Are there any algorithms for SAT solving which are not DPLL based? Or are all algorithms used by SAT solvers are DPLL based?
Resolution Search (just applying the resolution rule with some good heuristics) is another possible strategy for SAT solvers. Theoretically it's exponentially more powerful (i.e. there exist problems for which it has exponential shorter proofs) than DPLL (which just does tree resolution though you can augment it with nogood learning to increase its power - whether that makes it as powerful as general resolution is still open as far as I know) but I don't know of an actual implementation that performs better.
If you don't limit yourself to complete search, then WalkSat is a local search solver which can be used to find satisfiable solutions and outperforms DPLL-based search in many cases. One can't use it to prove unsatisfiability though unless one caches all the assignments that have failed which would mean exponential memory requirements.
Edit: Forgot to add - Cutting planes can also be used (by reducing SAT to an integer program). In particular Gomory cuts suffice to solve any integer program to optimality. Again in the worst case, an exponential number may be needed. I think Arora & Barak's Computational Complexity book has a few more examples of proof systems that one could in theory use for something like SAT solving. Again, I haven't really seen a fast implementation of anything apart from DPLL-based or local search based methods.
Survey propagation is another algorithm that has been used with success on some kinds of SAT problems, notably random SAT instances. Like WalkSAT, it cannot be used to prove unsatisfiability, but it is based on very different ideas (message-passing algorithms) from WalkSAT.
There are SAT solvers based on the local search. See, for example, this paper for exposition.

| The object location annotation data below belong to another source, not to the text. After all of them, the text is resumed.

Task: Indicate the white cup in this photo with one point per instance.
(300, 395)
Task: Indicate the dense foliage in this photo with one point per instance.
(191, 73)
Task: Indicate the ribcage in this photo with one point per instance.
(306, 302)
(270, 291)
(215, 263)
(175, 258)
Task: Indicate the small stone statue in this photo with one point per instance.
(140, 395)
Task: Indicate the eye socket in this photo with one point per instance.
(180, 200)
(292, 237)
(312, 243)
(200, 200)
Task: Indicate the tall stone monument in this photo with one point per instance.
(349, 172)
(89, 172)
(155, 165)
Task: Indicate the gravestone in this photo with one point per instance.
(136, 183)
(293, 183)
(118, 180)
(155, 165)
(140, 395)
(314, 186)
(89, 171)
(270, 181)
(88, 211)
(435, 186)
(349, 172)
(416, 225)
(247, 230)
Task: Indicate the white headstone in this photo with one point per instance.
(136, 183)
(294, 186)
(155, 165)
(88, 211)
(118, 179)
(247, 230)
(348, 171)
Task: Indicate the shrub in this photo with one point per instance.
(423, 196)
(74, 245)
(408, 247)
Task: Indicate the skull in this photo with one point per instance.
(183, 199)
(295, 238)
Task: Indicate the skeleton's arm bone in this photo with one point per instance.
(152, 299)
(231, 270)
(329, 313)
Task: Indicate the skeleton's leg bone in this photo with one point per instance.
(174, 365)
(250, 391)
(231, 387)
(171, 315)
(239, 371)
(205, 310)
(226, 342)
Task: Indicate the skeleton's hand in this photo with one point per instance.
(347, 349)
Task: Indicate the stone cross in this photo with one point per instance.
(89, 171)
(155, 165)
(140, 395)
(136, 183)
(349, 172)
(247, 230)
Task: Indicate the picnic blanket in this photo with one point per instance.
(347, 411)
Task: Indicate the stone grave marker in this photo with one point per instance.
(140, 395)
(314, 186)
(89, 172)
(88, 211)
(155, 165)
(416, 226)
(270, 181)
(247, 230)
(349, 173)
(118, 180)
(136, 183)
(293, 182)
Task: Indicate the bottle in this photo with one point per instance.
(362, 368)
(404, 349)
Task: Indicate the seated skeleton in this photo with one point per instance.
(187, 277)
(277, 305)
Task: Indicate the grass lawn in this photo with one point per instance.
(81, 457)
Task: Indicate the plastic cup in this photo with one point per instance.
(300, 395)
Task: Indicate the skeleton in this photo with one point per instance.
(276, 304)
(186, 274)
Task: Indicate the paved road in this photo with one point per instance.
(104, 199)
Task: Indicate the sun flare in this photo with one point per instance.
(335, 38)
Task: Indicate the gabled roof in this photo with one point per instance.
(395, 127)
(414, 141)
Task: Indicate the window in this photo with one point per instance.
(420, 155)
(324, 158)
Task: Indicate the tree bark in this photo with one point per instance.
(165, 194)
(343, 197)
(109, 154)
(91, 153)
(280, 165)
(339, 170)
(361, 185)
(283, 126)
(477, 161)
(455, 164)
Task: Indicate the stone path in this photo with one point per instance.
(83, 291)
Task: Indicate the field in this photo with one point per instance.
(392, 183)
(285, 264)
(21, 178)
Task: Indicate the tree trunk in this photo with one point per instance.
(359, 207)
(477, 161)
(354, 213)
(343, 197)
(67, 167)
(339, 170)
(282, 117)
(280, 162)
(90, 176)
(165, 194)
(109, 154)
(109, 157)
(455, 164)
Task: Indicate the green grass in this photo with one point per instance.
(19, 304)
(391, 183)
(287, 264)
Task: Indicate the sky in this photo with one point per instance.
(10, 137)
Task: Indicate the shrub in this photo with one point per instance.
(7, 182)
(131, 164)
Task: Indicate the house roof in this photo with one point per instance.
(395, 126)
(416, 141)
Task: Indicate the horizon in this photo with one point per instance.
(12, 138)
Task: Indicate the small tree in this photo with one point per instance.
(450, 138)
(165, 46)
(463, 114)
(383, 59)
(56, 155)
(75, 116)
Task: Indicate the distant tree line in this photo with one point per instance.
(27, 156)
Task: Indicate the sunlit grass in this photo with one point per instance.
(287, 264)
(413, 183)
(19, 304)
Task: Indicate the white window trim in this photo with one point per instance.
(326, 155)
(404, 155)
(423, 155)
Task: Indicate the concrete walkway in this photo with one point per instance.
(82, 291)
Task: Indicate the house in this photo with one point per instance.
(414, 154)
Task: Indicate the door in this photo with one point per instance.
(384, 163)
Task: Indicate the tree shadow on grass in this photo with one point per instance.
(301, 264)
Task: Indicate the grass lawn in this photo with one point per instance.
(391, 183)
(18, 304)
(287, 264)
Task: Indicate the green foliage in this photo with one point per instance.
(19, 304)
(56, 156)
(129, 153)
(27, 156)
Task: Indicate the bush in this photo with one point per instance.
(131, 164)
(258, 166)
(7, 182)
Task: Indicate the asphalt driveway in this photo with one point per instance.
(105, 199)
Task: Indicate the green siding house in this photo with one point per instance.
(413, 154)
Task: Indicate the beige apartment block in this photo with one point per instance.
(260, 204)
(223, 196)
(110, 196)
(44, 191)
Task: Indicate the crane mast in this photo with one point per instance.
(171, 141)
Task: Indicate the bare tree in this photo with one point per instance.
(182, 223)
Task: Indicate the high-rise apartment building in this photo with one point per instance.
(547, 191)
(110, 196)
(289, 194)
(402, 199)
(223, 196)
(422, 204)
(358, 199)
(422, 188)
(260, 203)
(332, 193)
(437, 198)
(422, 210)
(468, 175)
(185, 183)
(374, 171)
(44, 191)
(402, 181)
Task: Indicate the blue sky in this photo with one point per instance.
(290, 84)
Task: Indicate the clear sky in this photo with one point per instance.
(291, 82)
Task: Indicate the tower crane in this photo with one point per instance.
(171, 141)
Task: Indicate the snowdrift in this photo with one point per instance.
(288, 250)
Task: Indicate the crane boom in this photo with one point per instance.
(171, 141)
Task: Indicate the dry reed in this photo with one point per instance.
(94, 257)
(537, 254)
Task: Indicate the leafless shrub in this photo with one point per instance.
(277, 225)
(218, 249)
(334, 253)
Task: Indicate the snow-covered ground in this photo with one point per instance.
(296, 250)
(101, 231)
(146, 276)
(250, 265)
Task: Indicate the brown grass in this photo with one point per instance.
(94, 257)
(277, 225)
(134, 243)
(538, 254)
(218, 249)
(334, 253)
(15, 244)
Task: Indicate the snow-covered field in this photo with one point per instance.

You can also say, that all CSP solvers are also SAT solvers. And there are as far as I know two methods used in CSP:
- Exhaustive DFS with prunning of the search space and checking arc consistency, possibly using shaving to ensure that consistency is maintained as soon as possible.

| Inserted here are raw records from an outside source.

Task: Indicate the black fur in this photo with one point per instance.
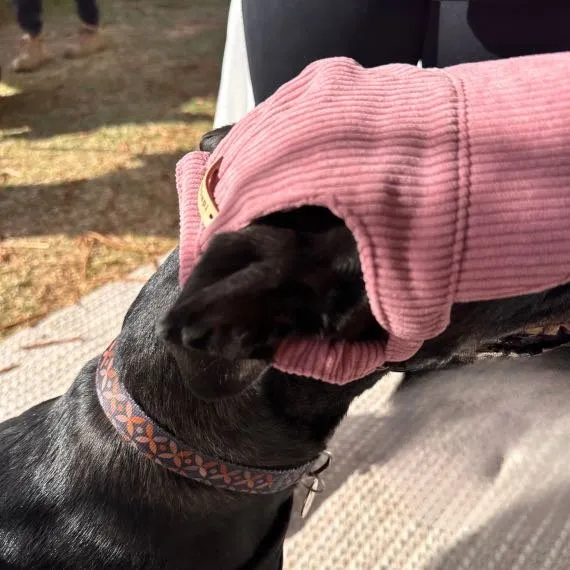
(73, 495)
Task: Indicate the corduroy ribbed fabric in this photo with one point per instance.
(455, 184)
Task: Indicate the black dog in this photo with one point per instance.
(73, 494)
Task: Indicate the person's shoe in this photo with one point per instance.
(32, 55)
(89, 41)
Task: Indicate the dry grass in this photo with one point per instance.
(88, 148)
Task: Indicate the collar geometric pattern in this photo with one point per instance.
(158, 445)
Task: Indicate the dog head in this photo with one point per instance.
(298, 272)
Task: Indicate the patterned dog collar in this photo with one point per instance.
(163, 448)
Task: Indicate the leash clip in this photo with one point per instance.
(314, 482)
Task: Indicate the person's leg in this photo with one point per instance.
(284, 36)
(90, 39)
(32, 53)
(88, 12)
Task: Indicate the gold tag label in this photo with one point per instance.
(206, 204)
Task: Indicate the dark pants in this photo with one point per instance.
(29, 14)
(284, 36)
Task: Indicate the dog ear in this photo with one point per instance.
(212, 139)
(254, 287)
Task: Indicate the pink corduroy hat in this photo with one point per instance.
(436, 217)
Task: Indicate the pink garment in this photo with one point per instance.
(455, 183)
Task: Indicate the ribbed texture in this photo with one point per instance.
(454, 183)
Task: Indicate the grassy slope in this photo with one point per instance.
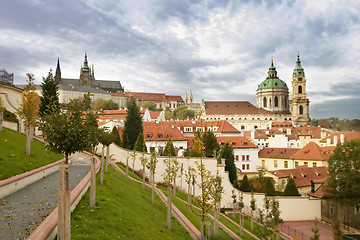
(123, 211)
(13, 159)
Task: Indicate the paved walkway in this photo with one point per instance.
(302, 230)
(23, 211)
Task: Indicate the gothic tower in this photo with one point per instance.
(299, 103)
(85, 74)
(58, 73)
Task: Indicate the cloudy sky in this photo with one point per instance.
(219, 49)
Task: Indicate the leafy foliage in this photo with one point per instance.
(245, 185)
(140, 143)
(344, 177)
(268, 188)
(49, 92)
(133, 125)
(227, 152)
(291, 189)
(169, 148)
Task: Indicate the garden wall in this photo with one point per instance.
(292, 208)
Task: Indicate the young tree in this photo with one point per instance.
(29, 110)
(291, 189)
(268, 188)
(204, 200)
(344, 168)
(228, 153)
(117, 139)
(169, 149)
(197, 149)
(211, 147)
(168, 176)
(151, 165)
(65, 132)
(216, 194)
(133, 125)
(245, 185)
(140, 143)
(143, 160)
(93, 140)
(49, 92)
(241, 217)
(253, 208)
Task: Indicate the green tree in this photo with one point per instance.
(197, 149)
(117, 139)
(109, 105)
(149, 105)
(29, 110)
(268, 188)
(245, 185)
(169, 149)
(291, 189)
(344, 177)
(140, 143)
(65, 132)
(151, 165)
(211, 146)
(227, 152)
(133, 125)
(49, 92)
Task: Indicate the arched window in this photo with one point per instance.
(300, 89)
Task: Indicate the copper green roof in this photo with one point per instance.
(298, 68)
(272, 83)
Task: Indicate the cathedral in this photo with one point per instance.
(272, 103)
(87, 79)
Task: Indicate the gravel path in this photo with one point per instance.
(23, 211)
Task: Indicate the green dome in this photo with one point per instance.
(272, 83)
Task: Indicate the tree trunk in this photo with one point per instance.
(144, 177)
(153, 188)
(169, 208)
(107, 158)
(93, 183)
(102, 166)
(28, 140)
(63, 230)
(127, 166)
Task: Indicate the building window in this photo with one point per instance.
(300, 89)
(301, 110)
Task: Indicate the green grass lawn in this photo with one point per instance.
(123, 211)
(13, 158)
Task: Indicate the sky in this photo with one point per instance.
(218, 49)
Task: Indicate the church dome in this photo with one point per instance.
(272, 83)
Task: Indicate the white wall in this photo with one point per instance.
(292, 208)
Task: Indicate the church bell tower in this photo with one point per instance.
(299, 102)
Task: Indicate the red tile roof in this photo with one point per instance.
(233, 108)
(312, 151)
(347, 136)
(236, 142)
(303, 175)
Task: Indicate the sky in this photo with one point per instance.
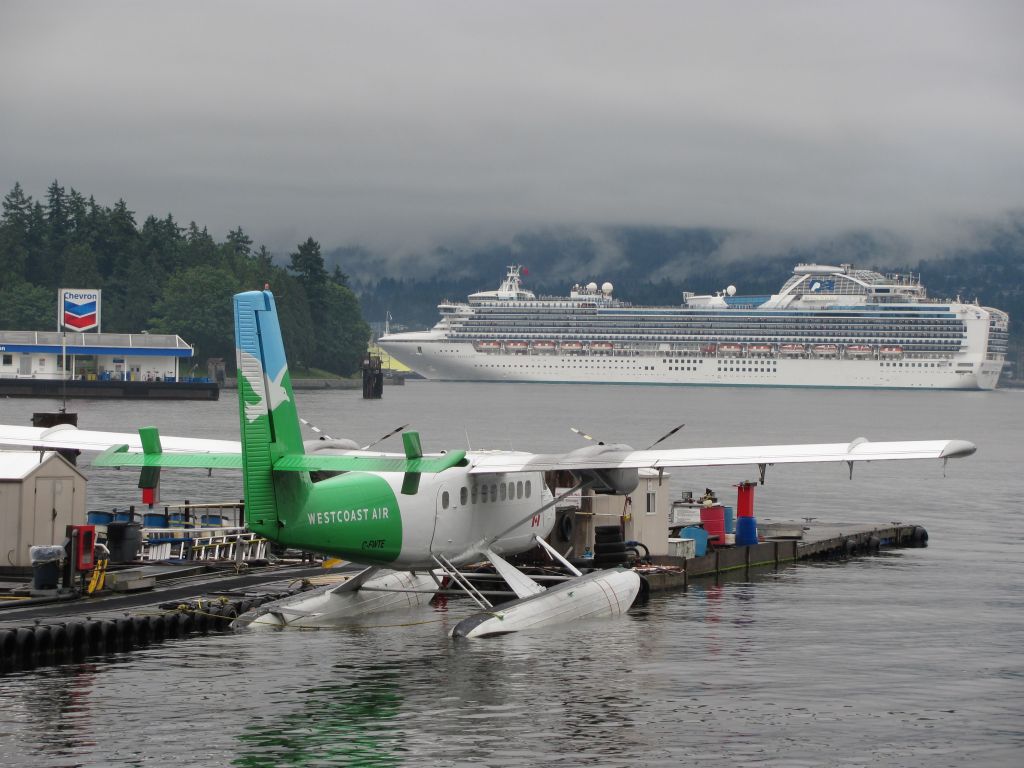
(398, 125)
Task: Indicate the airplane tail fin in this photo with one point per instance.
(269, 424)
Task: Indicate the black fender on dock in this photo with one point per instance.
(158, 629)
(77, 640)
(109, 637)
(125, 631)
(44, 644)
(201, 621)
(25, 647)
(7, 638)
(141, 630)
(58, 637)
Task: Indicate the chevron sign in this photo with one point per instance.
(79, 309)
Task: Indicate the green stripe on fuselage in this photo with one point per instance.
(354, 516)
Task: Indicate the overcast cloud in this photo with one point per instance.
(397, 124)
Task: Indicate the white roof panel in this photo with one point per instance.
(15, 465)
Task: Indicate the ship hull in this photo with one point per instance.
(444, 360)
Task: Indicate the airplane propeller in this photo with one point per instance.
(324, 435)
(585, 435)
(381, 439)
(665, 436)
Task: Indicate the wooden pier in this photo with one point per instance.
(198, 599)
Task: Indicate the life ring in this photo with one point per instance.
(565, 526)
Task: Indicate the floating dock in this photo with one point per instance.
(111, 389)
(196, 599)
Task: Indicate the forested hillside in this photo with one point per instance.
(164, 278)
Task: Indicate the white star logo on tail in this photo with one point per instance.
(267, 400)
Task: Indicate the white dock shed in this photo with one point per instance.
(40, 494)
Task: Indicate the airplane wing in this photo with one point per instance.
(622, 457)
(128, 450)
(70, 436)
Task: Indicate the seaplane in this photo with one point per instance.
(411, 519)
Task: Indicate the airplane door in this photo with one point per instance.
(452, 524)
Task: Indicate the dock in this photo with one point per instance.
(196, 599)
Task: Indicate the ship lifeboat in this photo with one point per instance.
(730, 349)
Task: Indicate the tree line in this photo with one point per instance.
(164, 278)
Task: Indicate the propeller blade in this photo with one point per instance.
(665, 436)
(381, 439)
(582, 433)
(324, 435)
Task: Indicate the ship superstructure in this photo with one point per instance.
(826, 327)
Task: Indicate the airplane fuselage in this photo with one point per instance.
(365, 518)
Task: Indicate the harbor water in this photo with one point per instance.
(910, 657)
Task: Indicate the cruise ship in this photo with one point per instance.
(826, 327)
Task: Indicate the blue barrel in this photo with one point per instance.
(699, 537)
(747, 531)
(96, 517)
(730, 521)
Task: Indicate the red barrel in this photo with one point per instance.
(713, 519)
(744, 499)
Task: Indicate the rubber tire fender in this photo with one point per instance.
(77, 640)
(25, 647)
(58, 635)
(141, 630)
(125, 631)
(6, 649)
(201, 621)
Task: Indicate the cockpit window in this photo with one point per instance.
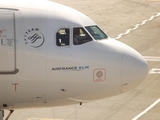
(62, 37)
(96, 32)
(80, 36)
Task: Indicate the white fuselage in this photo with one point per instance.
(37, 72)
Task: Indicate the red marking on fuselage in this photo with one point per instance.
(15, 86)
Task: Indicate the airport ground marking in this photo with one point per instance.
(152, 58)
(154, 71)
(146, 110)
(137, 26)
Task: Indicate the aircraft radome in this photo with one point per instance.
(53, 55)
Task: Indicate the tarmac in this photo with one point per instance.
(136, 23)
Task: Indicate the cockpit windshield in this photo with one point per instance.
(96, 32)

- Local methods (taboo search, simulated annealing)
Monte Carlo Tree Search (MCTS) has recently achieved some impressive results on games such as Go. The rough basic idea is interleaving random simulation with tree search. It is lightweight and easy to implement, the research hub page I linked contains many examples, papers and some code as well.
Previti et al.  did some preliminary investigation of MCTS applied to SAT. They call the MCTS-based search algorithm UCTSAT ("upper confidence bounds applied to trees SAT", if you will). They compared the performance of DPLL and UCTSAT on instances from the SATLIB repository, with the goal of seeing if UCTSAT would produce significantly smaller search trees than DPLL.

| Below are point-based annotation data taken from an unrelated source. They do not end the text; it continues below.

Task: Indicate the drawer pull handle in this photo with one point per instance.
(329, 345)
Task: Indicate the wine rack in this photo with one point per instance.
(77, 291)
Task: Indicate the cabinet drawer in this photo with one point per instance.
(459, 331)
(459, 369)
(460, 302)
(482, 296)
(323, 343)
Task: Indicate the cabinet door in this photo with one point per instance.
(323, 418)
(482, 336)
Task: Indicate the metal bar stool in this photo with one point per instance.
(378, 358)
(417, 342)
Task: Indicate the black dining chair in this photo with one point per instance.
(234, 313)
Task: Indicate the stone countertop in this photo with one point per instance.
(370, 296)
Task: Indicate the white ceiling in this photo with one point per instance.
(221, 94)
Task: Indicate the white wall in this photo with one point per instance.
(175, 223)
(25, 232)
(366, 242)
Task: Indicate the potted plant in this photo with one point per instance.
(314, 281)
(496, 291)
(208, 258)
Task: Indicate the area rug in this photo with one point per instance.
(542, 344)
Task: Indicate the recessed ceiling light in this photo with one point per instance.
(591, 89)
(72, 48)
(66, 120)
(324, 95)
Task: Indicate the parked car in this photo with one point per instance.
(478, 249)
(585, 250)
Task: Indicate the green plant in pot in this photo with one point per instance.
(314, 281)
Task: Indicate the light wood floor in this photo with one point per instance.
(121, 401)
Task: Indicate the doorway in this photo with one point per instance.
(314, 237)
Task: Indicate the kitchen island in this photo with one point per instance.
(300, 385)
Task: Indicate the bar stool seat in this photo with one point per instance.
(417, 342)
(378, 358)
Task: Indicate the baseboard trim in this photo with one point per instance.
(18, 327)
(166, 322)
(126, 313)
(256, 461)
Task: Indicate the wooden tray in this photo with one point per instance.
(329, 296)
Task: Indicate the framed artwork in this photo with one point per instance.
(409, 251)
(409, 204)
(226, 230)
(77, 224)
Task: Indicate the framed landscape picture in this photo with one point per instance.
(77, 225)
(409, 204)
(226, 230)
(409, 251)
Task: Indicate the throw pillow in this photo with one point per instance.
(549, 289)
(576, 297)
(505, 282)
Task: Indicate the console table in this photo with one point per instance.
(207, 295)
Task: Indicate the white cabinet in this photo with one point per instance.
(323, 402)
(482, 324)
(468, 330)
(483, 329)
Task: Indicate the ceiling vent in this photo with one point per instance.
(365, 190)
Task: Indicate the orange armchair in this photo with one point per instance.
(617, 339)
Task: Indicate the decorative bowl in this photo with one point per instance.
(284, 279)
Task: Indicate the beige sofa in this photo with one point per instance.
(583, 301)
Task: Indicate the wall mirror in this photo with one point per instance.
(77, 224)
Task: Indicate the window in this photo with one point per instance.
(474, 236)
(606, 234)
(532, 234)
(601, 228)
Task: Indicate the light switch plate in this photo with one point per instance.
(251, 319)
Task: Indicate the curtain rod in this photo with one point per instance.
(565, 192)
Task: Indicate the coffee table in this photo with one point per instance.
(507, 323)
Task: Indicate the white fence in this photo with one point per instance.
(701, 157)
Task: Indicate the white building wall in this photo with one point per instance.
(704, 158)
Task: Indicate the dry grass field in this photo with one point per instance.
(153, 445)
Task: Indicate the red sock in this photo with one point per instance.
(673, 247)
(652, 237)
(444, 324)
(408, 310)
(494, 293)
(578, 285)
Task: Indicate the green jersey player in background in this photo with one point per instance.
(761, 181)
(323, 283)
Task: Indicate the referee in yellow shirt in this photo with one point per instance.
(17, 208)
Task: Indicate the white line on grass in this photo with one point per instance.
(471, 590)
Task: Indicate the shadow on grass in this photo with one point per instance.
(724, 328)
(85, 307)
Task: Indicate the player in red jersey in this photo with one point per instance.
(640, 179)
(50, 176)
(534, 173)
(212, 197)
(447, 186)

For uniform random 3-SAT and flat-graph coloring instances of different sizes, there were no significant differences. However, UCTSAT performed better for real-world instances. Average tree sizes (in terms of the number of nodes) for four different SSA circuit fault analysis instances were in several thousands for DPLL, while always less than 200 for UCTSAT.
 Previti, Alessandro, Raghuram Ramanujan, Marco Schaerf, and Bart Selman. "Monte-carlo style UCT search for boolean satisfiability." In AI* IA 2011: Artificial Intelligence Around Man and Beyond, pp. 177-188. Springer Berlin Heidelberg, 2011.
DPLL does not strictly specify the variable-visit ordering and there is a lot of interesting research looking at optimal variable ordering attack strategies. some of this is incorporated into variable selection logic in SAT algorithms. in a sense some of this research is preliminary in that it shows that different variable attack orderings lead to different sequential constrainedness (which is highly correlated with instance hardness), and devising the most effective heuristics or strategies to exploit this apparently key insight seems to be in the early stages of research.